Dans la nuit de vendredi à samedi, Engie, géant français de l'énergie, a annoncé avoir choisi Bouygues face à deux autres compétiteurs pour lui céder Equans, sa filiale regroupant divers services techniques pour les entreprises et collectivités - gestion de l'énergie dans les bâtiments, ventilation, climatisation, chauffage, numérique, électricité ou encore sécurité incendie.
Ce rachat - le plus gros dans l'histoire du groupe créé en 1952 par Francis Bouygues - "est un changement complet et profond de dimension, qui va déplacer son centre de gravité", résume lundi à l'AFP une source proche du dossier.
Historiquement connu pour la construction, son premier métier, Bouygues s'était déjà diversifié dans les télécoms (avec Bouygues Telecom) et les médias (avec TF1, en passe de fusionner avec M6). Mais son quatrième pôle "Energies & Services" restait relativement modeste avec un chiffre d'affaires de 4 milliards d'euros.
L'intégration d'Equans - avec pas moins de 74.000 salariés et 12 milliards d'euros de chiffre d'affaires - va faire quadrupler de taille cette branche et en faire "le premier métier de Bouygues", soulignait ce dernier dans son communiqué samedi.
Le groupe présidé par Martin Bouygues insistait notamment sur "le marché porteur des services multi-techniques", qui se trouve "à la convergence des transitions énergétique, numérique et industrielle".
"Ces métiers-là sont un bon complément par rapport au BTP classique, et génèrent surtout une marge plus importante, avec des contrats de maintenance sur plusieurs années qui offrent une certaine visibilité. Et dans ce business, Bouygues était en peu en queue de peloton, avec une marge opérationnelle pour Bouygues Energies & Services plutôt modeste, à 2% en 2019", souligne Eric Lemarié, analyste actions chez Bryan, Garnier & Co.
Prix "astronomique"
Ce rachat "fait sens" également pour Frédéric Rozier, gestionnaire de portefeuille chez Mirabaud, "d'un point de vue géographique car Bouygues s'implante de manière assez importante dans ce business au Royaume-Uni, aux Pays-Bas, en Belgique. Et aussi d'un point de vue économique car on connait, notamment avec la transition écologique, les besoins de transformation dans les énergies et on sait qu'une croissance va être là".

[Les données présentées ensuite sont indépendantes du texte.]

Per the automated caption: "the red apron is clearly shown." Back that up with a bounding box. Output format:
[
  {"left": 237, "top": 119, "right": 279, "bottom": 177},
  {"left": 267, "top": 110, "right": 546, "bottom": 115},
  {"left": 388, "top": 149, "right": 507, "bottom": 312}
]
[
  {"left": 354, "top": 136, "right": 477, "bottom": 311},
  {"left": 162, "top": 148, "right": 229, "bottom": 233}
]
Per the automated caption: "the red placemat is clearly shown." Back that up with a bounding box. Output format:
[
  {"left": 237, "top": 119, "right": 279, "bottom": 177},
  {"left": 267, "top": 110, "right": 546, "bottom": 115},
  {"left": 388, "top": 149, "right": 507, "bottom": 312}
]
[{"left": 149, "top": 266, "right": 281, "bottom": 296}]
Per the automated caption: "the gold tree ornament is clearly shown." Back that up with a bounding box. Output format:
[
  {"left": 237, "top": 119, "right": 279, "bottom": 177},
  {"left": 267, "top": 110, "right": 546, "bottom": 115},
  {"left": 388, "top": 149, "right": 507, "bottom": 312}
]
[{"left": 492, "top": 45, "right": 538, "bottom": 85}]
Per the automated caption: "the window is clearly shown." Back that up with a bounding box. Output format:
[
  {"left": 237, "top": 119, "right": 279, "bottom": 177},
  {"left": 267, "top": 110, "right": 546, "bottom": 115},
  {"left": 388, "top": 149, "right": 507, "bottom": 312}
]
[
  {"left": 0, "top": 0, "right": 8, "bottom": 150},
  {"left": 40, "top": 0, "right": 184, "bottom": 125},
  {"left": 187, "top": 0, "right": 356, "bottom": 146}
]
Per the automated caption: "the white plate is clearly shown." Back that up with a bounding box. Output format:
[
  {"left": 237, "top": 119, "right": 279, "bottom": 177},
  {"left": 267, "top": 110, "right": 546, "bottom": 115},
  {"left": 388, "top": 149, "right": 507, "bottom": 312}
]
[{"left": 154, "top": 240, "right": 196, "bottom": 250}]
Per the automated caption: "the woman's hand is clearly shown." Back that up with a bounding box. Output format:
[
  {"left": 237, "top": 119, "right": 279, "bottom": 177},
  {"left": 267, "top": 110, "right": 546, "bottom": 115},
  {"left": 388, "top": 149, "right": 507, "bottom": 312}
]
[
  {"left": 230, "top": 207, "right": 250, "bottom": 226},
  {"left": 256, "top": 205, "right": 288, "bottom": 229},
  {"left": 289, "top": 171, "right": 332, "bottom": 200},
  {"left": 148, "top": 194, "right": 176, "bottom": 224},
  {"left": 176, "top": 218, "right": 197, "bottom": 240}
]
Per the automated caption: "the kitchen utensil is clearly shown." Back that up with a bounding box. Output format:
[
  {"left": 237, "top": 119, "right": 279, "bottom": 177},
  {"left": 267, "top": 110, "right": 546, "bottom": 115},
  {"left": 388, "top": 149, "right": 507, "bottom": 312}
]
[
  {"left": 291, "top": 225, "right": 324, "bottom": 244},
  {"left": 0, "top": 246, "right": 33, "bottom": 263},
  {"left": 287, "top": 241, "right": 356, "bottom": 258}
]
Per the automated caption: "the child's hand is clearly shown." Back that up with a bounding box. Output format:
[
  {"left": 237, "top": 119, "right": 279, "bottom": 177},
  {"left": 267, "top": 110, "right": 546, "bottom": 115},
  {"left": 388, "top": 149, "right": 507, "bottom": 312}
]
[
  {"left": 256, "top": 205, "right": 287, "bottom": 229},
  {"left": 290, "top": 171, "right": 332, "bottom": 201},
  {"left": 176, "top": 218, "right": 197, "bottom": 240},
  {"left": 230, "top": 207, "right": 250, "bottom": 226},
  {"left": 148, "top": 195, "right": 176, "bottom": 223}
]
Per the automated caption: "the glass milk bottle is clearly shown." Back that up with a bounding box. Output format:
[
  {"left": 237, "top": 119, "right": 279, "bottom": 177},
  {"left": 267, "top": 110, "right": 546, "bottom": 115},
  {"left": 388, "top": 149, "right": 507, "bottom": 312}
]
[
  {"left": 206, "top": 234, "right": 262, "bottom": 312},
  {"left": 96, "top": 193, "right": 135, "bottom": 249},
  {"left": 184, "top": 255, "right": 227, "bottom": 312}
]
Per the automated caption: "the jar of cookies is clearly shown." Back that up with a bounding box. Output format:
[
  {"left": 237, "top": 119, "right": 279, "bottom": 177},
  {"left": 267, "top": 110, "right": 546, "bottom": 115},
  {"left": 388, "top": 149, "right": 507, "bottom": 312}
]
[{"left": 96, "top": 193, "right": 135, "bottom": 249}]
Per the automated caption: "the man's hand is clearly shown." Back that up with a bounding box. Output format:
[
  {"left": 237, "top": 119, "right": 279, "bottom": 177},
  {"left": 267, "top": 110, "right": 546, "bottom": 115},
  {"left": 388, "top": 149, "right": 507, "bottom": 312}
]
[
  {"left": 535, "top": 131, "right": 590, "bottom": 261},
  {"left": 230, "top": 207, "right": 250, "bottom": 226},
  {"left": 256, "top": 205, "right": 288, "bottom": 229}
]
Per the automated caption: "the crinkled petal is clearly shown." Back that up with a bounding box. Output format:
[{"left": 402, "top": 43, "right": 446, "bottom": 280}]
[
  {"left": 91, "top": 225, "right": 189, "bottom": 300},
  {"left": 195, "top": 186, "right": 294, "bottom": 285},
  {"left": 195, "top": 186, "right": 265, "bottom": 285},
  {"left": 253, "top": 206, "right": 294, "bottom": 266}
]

Il souligne aussi que ces métiers "ont moins de cyclicité. On a vu récemment dans l'immobilier qu'il peut y avoir des gros trous d'air".
Cependant, M. Rozier juge qu'il y a également "beaucoup de questions sur la rentabilisation de cette acquisition: le prix est juste astronomique, avec des contraintes de conservation d'emplois et de créations d'emplois".
Bouygues s'est en effet "engagé à ne mettre en oeuvre aucun plan de départs contraints en France et en Europe" pendant cinq ans, et à "la création nette de 10.000 emplois" sur la même période.
"Certes Bouygues n'a pas de dette" mais dans son pôle Energies & Services "le niveau de marge est plutôt inférieur à 3%. Or, le +business plan+ proposé se base sur des marges quasiment à 5%: alors d'accord il y aura peut-être des synergies, mais on se demande comment ils vont opérer pour que l'ensemble arrive à ce modèle de rentabilité jamais atteint jusqu'à présent", estime Frédéric Rozier.
Le prix payé pour Equans "est cher, même si ce n'est pas tous les jours qu'on a un deal comme Equans à se mettre sous la main", renchérit Eric Lemarié.
Si le titre chutait à la Bourse de Paris lundi (-5,96% à 15H12, à 33,47 euros), c'est parce que "le marché pense que Bouygues a payé un prix trop élevé, qu'il y a des risques d'intégration parce que l'entité est de taille importante et qu'elle est vraisemblablement composée d'une multitude de métiers différents, ce qui peut éventuellement compliquer l'exécution du deal", selon lui.
M. Lemarié met aussi en avant le fait que "le deal ne sera finalisé qu'au deuxième semestre 2022 et qu'aujourd'hui on a peu de chiffres officiels, on rentre donc dans une période d'incertitudes, ce qui n'est jamais bon boursièrement parlant".